Claudin-2 is expressed in the proximal tubule (with highest levels in the late proximal tubule) and the early thin descending limb [50, 51]. In vitro studies have shown that it functions as a cation-selective paracellular pore (Na:Cl permeability ratio of 8:1) [21, 52]. Late proximal tubule fluid has a relatively high chloride concentration (due to transcellular reabsorption of Na with bicarbonate and organic solutes). This drives passive reabsorption of chloride and generates a lumen-positive electrical potential. The latter then acts as the driving force for paracellular reabsorption of Na, which thereby accounts for one-third of Na reabsorption in this segment [2]. The localization and properties of claudin-2 suggest that it is the pore protein that mediates this process. Consistent with this, the S2 segments of claudin-2 knockout mice proximal tubules exhibit decreased Na and Cl reabsorption [18]. Moreover, the mice have higher fractional excretions of Na and Cl after NaCl infusion.

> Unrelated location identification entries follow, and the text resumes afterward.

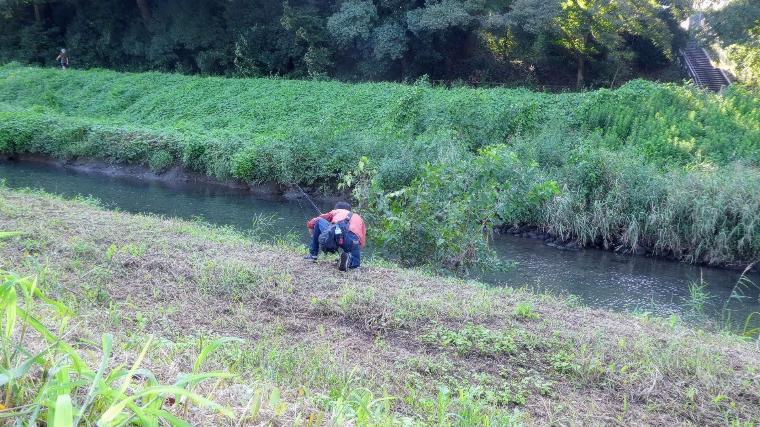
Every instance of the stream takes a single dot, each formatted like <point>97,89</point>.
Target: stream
<point>598,278</point>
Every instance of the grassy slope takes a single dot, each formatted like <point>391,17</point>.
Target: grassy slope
<point>215,125</point>
<point>323,336</point>
<point>650,168</point>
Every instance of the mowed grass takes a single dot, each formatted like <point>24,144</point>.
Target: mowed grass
<point>382,346</point>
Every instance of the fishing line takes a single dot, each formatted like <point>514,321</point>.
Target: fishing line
<point>309,199</point>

There is also data to suggest that claudin-2 is permeable to other monovalent cations, including K+, and to a lesser extent to calcium [21]. A recent study also showed that it is permeable to water [53]. K+ and calcium are thought to be reabsorbed paracellularly in the proximal tubule. Whether water also permeates through the paracellular pathway has historically been controversial, especially since most water reabsorption is now known to pass transcellularly through aquaporin water channels. The in vitro data suggest that all of these substances can indeed be reabsorbed paracellularly and that claudin-2 is responsible.

Claudin-7

Claudin-7 is expressed in the distal convoluted tubule, connecting segment and collecting duct [54, 55]. In vitro data on its functional properties are somewhat contradictory. Overexpression studies in LLC-PK cells suggested that claudin-7 acts as a Cl barrier and a Na pore [55]. However, knockdown studies in MDCK cells suggested instead that claudin-7 acts as a Cl pore and a Na barrier [56]. Mice with knockout mice exhibit renal NaCl wasting and secondary hyperaldosteronism [57]. This suggests that claudin-7 is necessary in some way for maximum reabsorption of NaCl in the distal nephron.

Claudin-6 and -9

Neonatal proximal tubules have a lower capacity for fluid reabsorption than the adult proximal tubule. This is in part attributable to a lower passive paracellular permeability to chloride ions and higher resistance compared to that of adult proximal tubules [3]. Abuazza et al. showed that claudin-6, claudin-9, and claudin-13 were selectively expressed in the neonatal mouse kidney [58]. In adult kidneys, claudin-6 was expressed at relatively low levels while claudins-9 and -13 were absent. Claudin-6 and -9 were present in neonatal proximal convoluted tubules. Furthermore, when claudins-6 and -9 were transfected into Madin–Darby canine kidney II (MDCK II) cells, they each caused an increase in transepithelial resistance and decrease in Cl permeability, suggesting that they contribute to the limited reabsorption capacity of neonatal proximal tubules [59].

Conclusions

In conclusion, it is now well established that claudins form the paracellular barrier and pore in epithelia. The role of the first extracellular domain in lining the pore and determining the selectivity of paracellular permeation is also firmly established, and the roles of specific residues in this domain and the biophysical basis for selectivity are beginning to be elucidated. For a handful of claudin isoforms, there is now information about their physiological role in regulating tubule transport of fluid and electrolytes in the kidney, but there are still many isoforms for which no such information is available. The rare monogenic syndrome of FHHNC has provided an opportunity to understand the role of claudins in the function of the thick ascending limb of Henle. So far, however, the only polygenic renal disorder that has been associated with claudin gene variants is kidney stone disease. Importantly, there has been very little investigation into the mechanisms that regulate renal claudins, and their potential involvement in acquired kidney diseases, and we anticipate that this will be a particularly fertile area for future research.